The Public Arts Programme is aimed at giving young artists a platform to not only support them financially, but to also encourage them to keep on producing art.
The programme consists of art murals, performance public art, and multimedia expressions. The programme also seeks raise awareness on social ills such as gender-based violence and on the Covid-19 pandemic.
According to one of the artists of the programme, Jullian Mentz, also known as Junior Mentz, the Free State branch was quite successful in creating art that stands out, so much so that they decided to create more murals than originally required and to turn it into a business opportunity by collaborating with the private sector in Bloemfontein, since the programme only lasted for two months.
Bloemfontein Courant previously reported on murals in the city focusing on gender-based violence, the Covid-19 pandemic as well as national symbols. New murals have since been released in different parts of the city:
This mural is painted on a boundary wall on the premises of Gig Media South Africa, 27 Second Avenue, Westdene. It was an impromptu design and painted by Junior Mentz and Marius Jansen van Vuuren, speaking about the theme of national symbols.

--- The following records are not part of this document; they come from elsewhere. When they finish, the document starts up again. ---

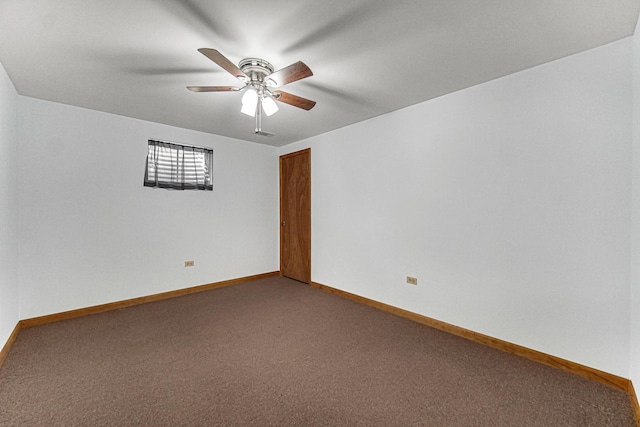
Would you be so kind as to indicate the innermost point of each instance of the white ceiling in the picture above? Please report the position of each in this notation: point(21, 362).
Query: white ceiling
point(369, 57)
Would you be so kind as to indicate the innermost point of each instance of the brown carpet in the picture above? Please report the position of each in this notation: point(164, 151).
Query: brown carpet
point(276, 352)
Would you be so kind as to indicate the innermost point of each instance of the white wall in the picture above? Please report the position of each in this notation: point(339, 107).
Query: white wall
point(9, 289)
point(635, 235)
point(510, 201)
point(90, 233)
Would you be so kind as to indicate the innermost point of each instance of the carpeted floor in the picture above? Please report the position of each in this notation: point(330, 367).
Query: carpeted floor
point(276, 352)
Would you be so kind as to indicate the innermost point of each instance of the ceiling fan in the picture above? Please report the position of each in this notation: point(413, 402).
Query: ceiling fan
point(260, 85)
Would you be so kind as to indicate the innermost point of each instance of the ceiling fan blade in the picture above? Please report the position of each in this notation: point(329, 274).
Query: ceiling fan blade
point(296, 101)
point(213, 88)
point(290, 74)
point(222, 61)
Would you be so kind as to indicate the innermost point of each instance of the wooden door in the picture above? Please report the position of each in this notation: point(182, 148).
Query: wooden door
point(295, 215)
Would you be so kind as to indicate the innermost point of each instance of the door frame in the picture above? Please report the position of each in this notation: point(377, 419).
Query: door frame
point(283, 157)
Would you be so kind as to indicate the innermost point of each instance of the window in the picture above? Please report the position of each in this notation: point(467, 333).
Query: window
point(179, 167)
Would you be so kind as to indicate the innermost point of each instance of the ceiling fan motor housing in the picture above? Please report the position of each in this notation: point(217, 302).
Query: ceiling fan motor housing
point(257, 69)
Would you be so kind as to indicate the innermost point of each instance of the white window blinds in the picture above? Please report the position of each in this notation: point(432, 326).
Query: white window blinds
point(180, 167)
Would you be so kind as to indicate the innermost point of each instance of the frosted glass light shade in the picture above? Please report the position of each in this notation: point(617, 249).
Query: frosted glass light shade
point(249, 102)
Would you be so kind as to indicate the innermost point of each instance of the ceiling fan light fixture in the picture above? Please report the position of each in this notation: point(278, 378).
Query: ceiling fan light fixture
point(249, 102)
point(269, 106)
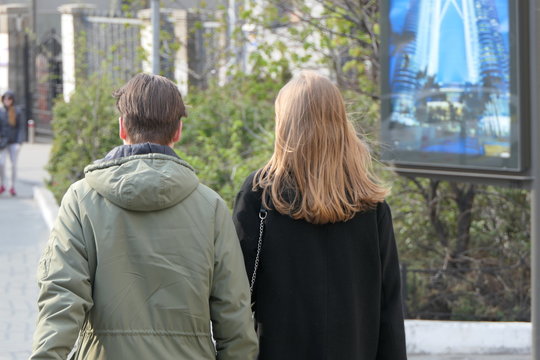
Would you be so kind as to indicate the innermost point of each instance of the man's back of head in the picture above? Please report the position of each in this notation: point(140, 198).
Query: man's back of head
point(151, 109)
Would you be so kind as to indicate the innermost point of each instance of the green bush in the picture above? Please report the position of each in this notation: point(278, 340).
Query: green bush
point(85, 129)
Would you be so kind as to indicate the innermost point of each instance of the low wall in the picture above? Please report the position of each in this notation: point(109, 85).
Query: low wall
point(468, 337)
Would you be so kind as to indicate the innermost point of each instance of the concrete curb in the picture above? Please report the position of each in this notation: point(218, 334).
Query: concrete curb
point(47, 204)
point(468, 337)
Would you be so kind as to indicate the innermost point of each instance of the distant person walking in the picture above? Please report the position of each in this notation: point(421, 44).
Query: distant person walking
point(328, 281)
point(12, 129)
point(143, 261)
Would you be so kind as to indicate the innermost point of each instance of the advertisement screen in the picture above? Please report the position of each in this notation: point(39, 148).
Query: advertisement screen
point(450, 83)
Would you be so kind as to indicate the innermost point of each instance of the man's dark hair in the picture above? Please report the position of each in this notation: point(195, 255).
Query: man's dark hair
point(151, 107)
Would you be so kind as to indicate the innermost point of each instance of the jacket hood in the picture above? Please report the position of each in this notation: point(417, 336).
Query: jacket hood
point(143, 182)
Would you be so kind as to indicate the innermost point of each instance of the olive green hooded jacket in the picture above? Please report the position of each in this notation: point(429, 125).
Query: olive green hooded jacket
point(142, 262)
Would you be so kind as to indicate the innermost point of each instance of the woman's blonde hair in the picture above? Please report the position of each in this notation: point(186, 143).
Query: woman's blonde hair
point(320, 169)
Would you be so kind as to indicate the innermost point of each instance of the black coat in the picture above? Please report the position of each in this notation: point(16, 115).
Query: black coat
point(323, 291)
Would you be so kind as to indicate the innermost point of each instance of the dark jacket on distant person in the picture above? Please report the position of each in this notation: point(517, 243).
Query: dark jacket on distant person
point(327, 291)
point(17, 133)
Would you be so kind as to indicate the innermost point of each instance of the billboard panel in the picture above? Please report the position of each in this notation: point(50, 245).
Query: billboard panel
point(450, 84)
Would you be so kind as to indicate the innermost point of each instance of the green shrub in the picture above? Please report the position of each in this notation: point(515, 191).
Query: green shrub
point(85, 129)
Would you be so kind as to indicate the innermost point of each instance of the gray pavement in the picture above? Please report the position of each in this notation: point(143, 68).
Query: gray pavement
point(23, 233)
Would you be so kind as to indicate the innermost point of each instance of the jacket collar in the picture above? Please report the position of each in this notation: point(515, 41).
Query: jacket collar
point(138, 149)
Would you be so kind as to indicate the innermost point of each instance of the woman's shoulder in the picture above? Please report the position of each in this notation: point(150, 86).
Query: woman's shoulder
point(383, 211)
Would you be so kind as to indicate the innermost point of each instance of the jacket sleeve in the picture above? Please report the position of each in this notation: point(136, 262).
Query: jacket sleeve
point(65, 291)
point(230, 309)
point(391, 332)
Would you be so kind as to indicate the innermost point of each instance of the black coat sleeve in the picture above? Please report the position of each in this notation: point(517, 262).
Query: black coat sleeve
point(246, 220)
point(392, 332)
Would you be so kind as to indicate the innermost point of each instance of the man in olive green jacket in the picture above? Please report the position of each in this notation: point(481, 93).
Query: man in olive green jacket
point(143, 261)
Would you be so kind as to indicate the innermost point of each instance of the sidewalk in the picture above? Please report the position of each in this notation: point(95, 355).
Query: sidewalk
point(23, 235)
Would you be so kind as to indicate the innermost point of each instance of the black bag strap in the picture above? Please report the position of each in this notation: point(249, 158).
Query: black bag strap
point(262, 216)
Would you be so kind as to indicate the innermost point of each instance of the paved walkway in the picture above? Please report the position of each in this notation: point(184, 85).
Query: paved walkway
point(22, 236)
point(469, 357)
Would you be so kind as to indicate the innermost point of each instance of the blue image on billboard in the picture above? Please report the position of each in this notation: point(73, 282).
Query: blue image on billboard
point(449, 79)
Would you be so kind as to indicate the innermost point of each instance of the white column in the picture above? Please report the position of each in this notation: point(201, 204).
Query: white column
point(69, 22)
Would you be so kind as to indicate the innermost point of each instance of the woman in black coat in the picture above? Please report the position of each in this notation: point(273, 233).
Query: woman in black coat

Another mural is painted on a utility building on an open lot on the Corner of Kellner Street and 1st Avenue in Westdene. It speaks about the theme of national symbols, specifically aimed at the people of Bloemfontein since the giraffes in the mural represent those living on Naval Hill. The mural was designed by Marius Jansen van Vuuren, with Junior Mentz assisting by painting it.
Painted on a utility building on an open lot on the Corner of Kellner Street and 1st Ave in Westdene, this mural is called “The lady with the leopards”. Designed by Junior Mentz, it speaks to the themes of national symbols and women empowerment. Another important aspect of the design was using a colour palette inspired by the South African flag and promoting the idea of pop art. The mural was painted by Junior Mentz, Marius Jansen van Vuuren, Lerato Monage, Meghan Johns, Lawrence Mongalo, Letshego Shago, Keila van Vuuren, Waverley Makatsila, Tsepo Stein and Bob Kolatseou.
A mural, called “Rata fela” (which translates to “just love”), is painted next to the front gate of Oliewenhuis Art Museum and was inspired by a conversation with Ester le Roux, curator of the Art Museum. It was designed by Junior Mentz and Dia Mafoyane and painted with the help of Nkosana Mxakaza.
The final mural is situated on the premises of Oliewenhuis Art Museum. “The Girl with the Golden Hoops” developed out of a remark by Ester le Roux about the paradox of an all-inclusive artistic institution occupying a site with a massive colonial footprint. The mural was designed by Junior Mentz and painted by Junior Mentz, Dia Mafoyane, Mamosa Lesenyeho, Antoinette Strydom, Nkosana Mxakaza, Kamogelo Walaza with Oliewenhuis Art Museum staff members Tladi Motholo, Lana Jasper and Baitumetse Moloabi assisting.